Pongo la tabla porque viene en las diapositivas pero no ha dicho nada en clase. Excepto el
síndrome de Hunter, que está ligado al cromosoma X y es de herencia recesiva, todos los
trastornos de los mucopolisacáridos se heredan de modo autosómico recesivo.
Además de las mucopolisacaridosis podemos encontrar otros trastornos del almacenamiento
lisosómico (mirar tabla de arriba), heredadas con un patrón autosómico recesivo (excepto la
enfermedad de Fabry, que tiene una herencia recesiva ligada al X). Entre las tres más citadas
encontramos: la enfermedad de Tay-Sachs, la enfermedad de Gaucher y la enfermedad de
Niemann-Pick.

 Enfermedad de Tay-Sachs
La enfermedad de Tay-Sachs infantil es un trastorno autosómico recesivo del almacenamiento
de los lisosomas, en el que se aprecia una deficiencia de la enzima β-hexosaminidasa A
(HEXA). Esto lleva a una acumulación del sustrato, el gangliósido GM2, en los lisosomas
neuronales.

Tal acumulación lesiona las neuronas


y produce ceguera, crisis convulsivas,
hipotonía y muerte hacia la edad de 5
años; no tiene tratamiento y siempre
es letal.
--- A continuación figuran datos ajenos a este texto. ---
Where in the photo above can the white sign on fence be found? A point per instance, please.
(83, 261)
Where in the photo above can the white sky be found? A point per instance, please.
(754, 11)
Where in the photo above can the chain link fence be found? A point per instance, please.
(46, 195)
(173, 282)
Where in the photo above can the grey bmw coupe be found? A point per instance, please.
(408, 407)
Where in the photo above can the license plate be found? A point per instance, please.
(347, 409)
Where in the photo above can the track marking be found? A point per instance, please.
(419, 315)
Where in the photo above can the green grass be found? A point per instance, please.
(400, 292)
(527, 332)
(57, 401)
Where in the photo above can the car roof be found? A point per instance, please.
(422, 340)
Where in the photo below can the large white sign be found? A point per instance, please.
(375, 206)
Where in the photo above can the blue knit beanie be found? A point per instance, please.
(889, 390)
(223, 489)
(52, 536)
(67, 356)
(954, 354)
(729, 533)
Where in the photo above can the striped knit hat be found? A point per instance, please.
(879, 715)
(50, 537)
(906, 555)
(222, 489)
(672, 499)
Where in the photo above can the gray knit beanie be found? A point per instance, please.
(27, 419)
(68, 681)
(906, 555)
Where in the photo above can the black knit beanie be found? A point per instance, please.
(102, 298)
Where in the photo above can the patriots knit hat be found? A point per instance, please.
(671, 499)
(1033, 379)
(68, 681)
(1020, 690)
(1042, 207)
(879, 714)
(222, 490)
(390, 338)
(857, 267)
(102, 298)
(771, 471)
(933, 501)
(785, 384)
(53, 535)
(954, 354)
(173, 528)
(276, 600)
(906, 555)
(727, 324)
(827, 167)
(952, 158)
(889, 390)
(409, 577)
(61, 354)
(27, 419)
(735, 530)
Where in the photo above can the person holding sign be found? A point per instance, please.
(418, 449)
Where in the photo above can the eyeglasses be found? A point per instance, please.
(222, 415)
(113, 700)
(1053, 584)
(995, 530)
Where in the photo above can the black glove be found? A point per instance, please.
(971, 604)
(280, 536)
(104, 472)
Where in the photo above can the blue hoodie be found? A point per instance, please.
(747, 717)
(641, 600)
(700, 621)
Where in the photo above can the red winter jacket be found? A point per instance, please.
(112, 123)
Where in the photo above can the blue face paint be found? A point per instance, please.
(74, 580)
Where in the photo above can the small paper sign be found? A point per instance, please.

Es muy típico de esta
enfermedad la aparición de manchas
rojo cereza en la mácula,
características de una atrofia óptica
que conduce hacia una ceguera
rápida y progresiva.

El gen que codifica a esta enzima se


encuentra en el brazo largo del
cromosoma 15 (15q24.1) y se
encuentra compuesto por 14 exones.
El 80% de las mutaciones que se traducen en esta enfermedad ocurren sobre el exón 11, del
cromosoma 15 mediante la inserción de 4 pb (+TATC).

Se presenta con una prevalencia de 1/3.600 recién nacidos, siendo especialmente frecuente
en los judíos asquenazíes*, donde existe una frecuencia aproximada de heterocigotos de 1 de
cada 30 individuos.

*Nota: Por consiguiente esta población es una candidata razonable para la detección de
individuos portadores de la enfermedad. Dado que la enfermedad siempre es mortal, opciones
como la interrupción del embarazo o la inseminación artificial por donantes no portadores son
aceptables para la mayoría de parejas.